Sob a justificativa de que há serviços em melhores condições em outros territórios, formas de atendimento voltadas à população são encerradas na região sem a pactuação necessária com essas pessoas. O que sobra, portanto, é um território com muita gente, mas com poucos serviços e sem alternativas qualificadas.

Você acha mesmo que tirar um documento vai resolver a situação das pessoas que viviam na praça? Ou ainda, uma vaga de pernoite em Centro de Acolhida vai dar conta de reorganizar a vida da pessoa a ponto de fazê-la conseguir arrumar um emprego? Ao invés de promover, a Prefeitura tem trabalhado para romper vínculos sociais, afetivos, familiares e profissionais dessas pessoas.
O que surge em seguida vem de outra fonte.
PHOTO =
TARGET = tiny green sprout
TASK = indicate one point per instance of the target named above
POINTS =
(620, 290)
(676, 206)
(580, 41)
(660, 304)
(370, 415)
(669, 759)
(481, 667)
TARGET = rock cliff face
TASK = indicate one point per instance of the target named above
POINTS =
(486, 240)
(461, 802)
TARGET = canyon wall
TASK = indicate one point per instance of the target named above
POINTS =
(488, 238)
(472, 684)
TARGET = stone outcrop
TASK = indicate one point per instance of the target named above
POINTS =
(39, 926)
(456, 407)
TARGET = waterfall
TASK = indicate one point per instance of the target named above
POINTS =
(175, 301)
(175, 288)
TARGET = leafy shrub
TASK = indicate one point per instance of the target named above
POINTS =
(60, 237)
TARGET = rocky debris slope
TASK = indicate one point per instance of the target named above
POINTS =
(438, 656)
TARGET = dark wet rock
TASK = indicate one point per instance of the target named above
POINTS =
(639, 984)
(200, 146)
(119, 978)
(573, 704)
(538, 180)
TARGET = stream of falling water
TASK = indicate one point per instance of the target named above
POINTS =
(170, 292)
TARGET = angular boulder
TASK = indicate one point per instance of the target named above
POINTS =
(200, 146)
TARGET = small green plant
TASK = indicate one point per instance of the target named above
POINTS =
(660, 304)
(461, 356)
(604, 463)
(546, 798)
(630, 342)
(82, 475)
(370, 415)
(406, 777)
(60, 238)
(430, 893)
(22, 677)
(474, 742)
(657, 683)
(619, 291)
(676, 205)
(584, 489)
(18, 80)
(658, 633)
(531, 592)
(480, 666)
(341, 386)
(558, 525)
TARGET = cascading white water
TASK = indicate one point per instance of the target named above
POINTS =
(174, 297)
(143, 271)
Desde que começou esse novo momento da Prefeitura em relação à Cracolândia, as respostas dadas são sempre simplistas, focando exclusivamente em intervenções urbanas e na repressão. Em um lugar complexo, a qualidade das ofertas é mais importante do que a quantidade de abordagens.

Além disso, na ação realizada pela Prefeitura na praça, o decreto que regulamenta a realização de zeladoria urbana foi sistematicamente desrespeitado. No decreto, é vedada a retirada de bens pessoais - tais como documentos de qualquer natureza, medicamentos, malas, mochilas, roupas, sapatos, utensílios de cozinhar e comer, alimentos, travesseiros, cobertores, lençóis – assim como instrumentos de trabalho. Relatos de pessoas em situação de rua da praça informam que muitos desses pertences foram levados, sem qualquer diálogo ou espaço para negociação. Ademais, também desrespeitando o disposto no decreto, não foi oferecido qualquer documento ou instrumento (contralacre) para que as pessoas pudessem depois retirar seus pertences.

Além de desrespeitar o disposto no decreto de zeladoria urbana, tanto a Política Municipal de Álcool e Outras Drogas quanto a Política Municipal para a População em Situação de Rua seguem sendo ignoradas pela Prefeitura. Esta última lei, mesmo após dois anos de entrada em vigor, sequer foi regulamentada. Se há políticas públicas aprovadas em lei e elas não são implementadas na principal cena de uso urbana, algo está errado.

Para agravar ainda mais o cenário de desatenção do poder público, o Auxílio Brasil, programa de transferência de renda vigente no país, não tem chegado a essas pessoas. Somente com a instituição de uma Renda Básica de Cidadania, já aprovada em lei, será possível reduzir cenários de vulnerabilidade como o que vemos na região. Além do Auxílio Brasil se afastar da efetivação de uma Renda Básica no país, seu alcance tem sido cada vez mais limitado. Não articular a inserção das pessoas em situação de rua que vivem na praça no Auxílio Brasil também é uma forma de manter essas pessoas na vulnerabilidade.

Ainda que os recursos de monitoramento e abordagem na região tenham sido atualizados, e que a narrativa tenha sido aprimorada, a receita da Prefeitura segue sendo a mesma de décadas atrás: por meio de uma relação de violência, tirar a base e fragilizar as relações das pessoas em situação de rua. Levar uma pessoa de um lugar para outro e tirar o pouco de estabilidade com que podem contar pode até garantir que não haja uma cena tão grande de uso, mas está longe de atacar e resolver as causas dessa situação.

* Eduardo Suplicy é vereador da cidade de São Paulo pelo PT. Foi deputado estadual, deputado federal e senador.
** Este é um artigo de opinião. A visão do autor não necessariamente expressa a linha editorial do jornal Brasil de Fato.